Toplu sözleşme hükümlerinin önünün açılacağı vurgulanan açıklamada, "Servis hizmetlerine yönelik olarak alınmış toplusözleşme kararlarının da böyle bir çalışma ile iptal ediliyor olması, sendikacılık ve toplu sözleşme ilkelerine aykırı bir durum olarak toplu sözleşmenin özerkliğini yok etmek anlamı taşıyacaktır. Toplu sözleşme ile alınan kararların idari keyfiyetle iptal edilmesi, örgütlenme özgürlüğüne ve toplu sözleşme hakkına darbe vurmak anlamına gelmektedir. Böyle bir karar, diğer toplusözleşme hükümlerinin de iptal edilebilmesinin önünü açacaktır." ifadelerine yer verildi.

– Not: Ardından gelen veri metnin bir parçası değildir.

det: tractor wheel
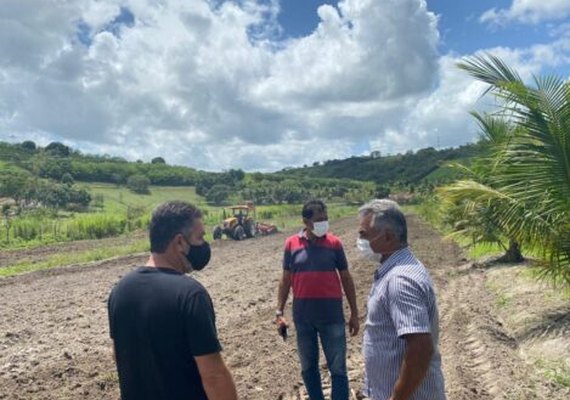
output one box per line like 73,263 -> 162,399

Son yıllarda ev kiralarında meydana gelen fahiş artışların, kamu görevlilerinin büyükşehirlerde ve tatil beldelerinde çalışmalarını imkansız hale getirdiği belirtilen açıklamada, "Birçok yerde ev kiraları maaşın üzerindedir. Kamu lojmanları ise nispeten kolaylık yaratmaktadır. Bu kiraların rayiç bedel üzerinden değerlendirilecek olması kamu hizmetlerinin tamamen aksamasına yol açacak, beklenen etkiyi yaratamayacaktır." görüşüne yer verildi.

“NORMLAR HİYERARŞİSİNE AYKIRI"

Kamu-Sen açıklamasında "Halen yürürlükte olan toplusözleşme ve Kamu Görevlileri Hakem Kurulu Kararları, personel servisleri, seyahat kartları, giyim yardımları gibi Cumhurbaşkanlığı Genelgesi'ne konu olan pek çok hususa ilişkin, kanun gücünde hükümler içermektedir. Kanun hükmündeki kararların normlar hiyerarşisine aykırı bir biçimde genelgeler ya da yönetmelikler yoluyla kaldırılması hukuka aykırı bir durumdur." denilerek, genelgenin yargıya taşındığı kaydedildi.

Alın terinden değil israftan tasarruf edileceğini vurgulayan Kamu-Sen, memur ve emeklilerin sorunlarını dile getirmek için 22 Mayıs Çarşamba tüm illerde saat 12.30'da eş zamanlı olarak basın açıklaması yapacağını bildirdi.